Au cœur du Sahel, un vent de suspicion souffle sur le Mali. Ces derniers jours, une série d’arrestations massives au sein de l’armée a secoué le pays, révélant des tensions profondes dans un contexte déjà marqué par l’instabilité. Des militaires, dont des figures de haut rang, sont accusés de vouloir déstabiliser la junte au pouvoir. Que se passe-t-il réellement dans ce pays en proie à des crises multiples ?
Une Vague d’Arrestations Inédite
Depuis plusieurs jours, le Mali est le théâtre d’une opération sécuritaire d’envergure. Pas moins de 55 militaires, parmi lesquels deux généraux, ont été interpellés selon des sources proches des forces de sécurité et des familles des concernés. Ces arrestations, qui se sont intensifiées dans la nuit de dimanche à lundi, viseraient à contrer une tentative de déstabilisation des institutions. Une source au sein de l’armée a confirmé que ces mesures étaient nécessaires pour protéger l’État contre un complot présumé.
Le Conseil National de Transition (CNT), organe législatif instauré par la junte, a précisé que les individus arrêtés sont exclusivement des militaires. Leur objectif ? Rien de moins que renverser le régime en place, dirigé par le président Assimi Goïta. Cette annonce, bien que succincte, soulève des questions sur les fractures internes au sein de l’appareil militaire malien.
La Garde Nationale au Cœur du Cyclone
Les interpellations se concentrent principalement sur la garde nationale, un corps clé de l’armée malienne. Ce dernier est particulièrement associé au ministre de la Défense, le général Sadio Camara, l’une des figures centrales de la junte. Plusieurs observateurs ont noté que certaines des personnes arrêtées sont des proches de ce dernier, bien qu’il n’ait pas été personnellement visé à ce jour.
Parmi les figures arrêtées, le général Abass Dembélé se distingue. Ancien gouverneur de la région de Mopti, ce haut gradé respecté a été appréhendé à Kati, près de Bamako. « Des militaires sont venus tôt dimanche pour l’arrêter, sans donner d’explications », a témoigné un proche. Une autre figure notable, la générale Nema Sagara, l’une des rares femmes à occuper un poste de haut rang dans l’armée de l’air, figure également parmi les interpellés.
« Il y a des arrestations liées à une tentative de déstabilisation des institutions », a déclaré une source sécuritaire, soulignant l’urgence de la situation.
Un Silence Assourdissant de la Junte
Face à cette vague d’arrestations, la junte reste muette. Aucun communiqué officiel n’a été publié pour clarifier la situation, laissant place à des spéculations. S’agit-il d’une opération préventive ou d’une réponse à un complot avancé ? Un diplomate africain basé à Bamako évoque une situation « complexe » marquée par une loi de l’omerta.

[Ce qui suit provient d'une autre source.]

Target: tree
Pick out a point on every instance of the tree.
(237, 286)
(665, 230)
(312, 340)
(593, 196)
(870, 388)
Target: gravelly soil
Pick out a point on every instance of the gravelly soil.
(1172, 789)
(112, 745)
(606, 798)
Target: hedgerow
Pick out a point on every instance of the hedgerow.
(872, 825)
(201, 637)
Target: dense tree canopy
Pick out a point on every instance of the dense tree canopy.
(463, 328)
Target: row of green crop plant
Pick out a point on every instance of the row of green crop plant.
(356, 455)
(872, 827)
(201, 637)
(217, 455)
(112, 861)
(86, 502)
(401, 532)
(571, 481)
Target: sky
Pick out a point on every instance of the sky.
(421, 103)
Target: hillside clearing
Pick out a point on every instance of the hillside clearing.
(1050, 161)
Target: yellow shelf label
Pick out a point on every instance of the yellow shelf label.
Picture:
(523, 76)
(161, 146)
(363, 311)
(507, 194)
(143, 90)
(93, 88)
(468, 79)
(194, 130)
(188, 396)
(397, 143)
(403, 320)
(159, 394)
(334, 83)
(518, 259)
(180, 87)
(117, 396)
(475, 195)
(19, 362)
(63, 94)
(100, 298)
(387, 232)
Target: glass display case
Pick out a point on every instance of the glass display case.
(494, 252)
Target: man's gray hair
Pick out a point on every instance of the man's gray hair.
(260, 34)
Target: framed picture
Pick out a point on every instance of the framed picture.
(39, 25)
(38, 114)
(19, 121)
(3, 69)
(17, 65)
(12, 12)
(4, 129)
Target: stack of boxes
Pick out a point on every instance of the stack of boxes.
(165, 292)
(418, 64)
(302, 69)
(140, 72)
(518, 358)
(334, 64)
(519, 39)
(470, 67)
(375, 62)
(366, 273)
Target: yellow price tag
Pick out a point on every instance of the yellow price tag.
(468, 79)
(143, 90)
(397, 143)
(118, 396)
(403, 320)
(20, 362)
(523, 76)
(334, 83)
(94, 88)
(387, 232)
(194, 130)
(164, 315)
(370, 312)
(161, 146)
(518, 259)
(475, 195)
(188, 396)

Ce silence alimente l’incertitude dans un pays où la méfiance envers les autorités est déjà palpable.
Pour certains observateurs, ce mutisme pourrait refléter des divisions internes au sein même de la junte. La situation est d’autant plus délicate que des civils pourraient bientôt être interrogés, selon une source sécuritaire, ce qui élargirait l’ampleur de l’enquête.
Un Contexte de Crises Multiples
Depuis 2012, le Mali traverse une crise sécuritaire majeure, alimentée par les violences des groupes jihadistes affiliés à Al-Qaïda et à l’État islamique. À cela s’ajoutent les exactions de groupes criminels communautaires et une crise économique persistante. Dans ce climat, la junte, arrivée au pouvoir après deux coups d’État en 2020 et 2021, a opéré un virage stratégique en se rapprochant de la Russie et en s’éloignant des partenaires occidentaux, notamment la France.
Ce choix, porté par un discours souverainiste, s’accompagne de la présence des mercenaires russes d’Africa Corps, chargés de lutter contre les jihadistes. Cependant, ces forces sont régulièrement accusées de violations des droits humains, notamment contre les civils, ce qui alimente les tensions dans le pays.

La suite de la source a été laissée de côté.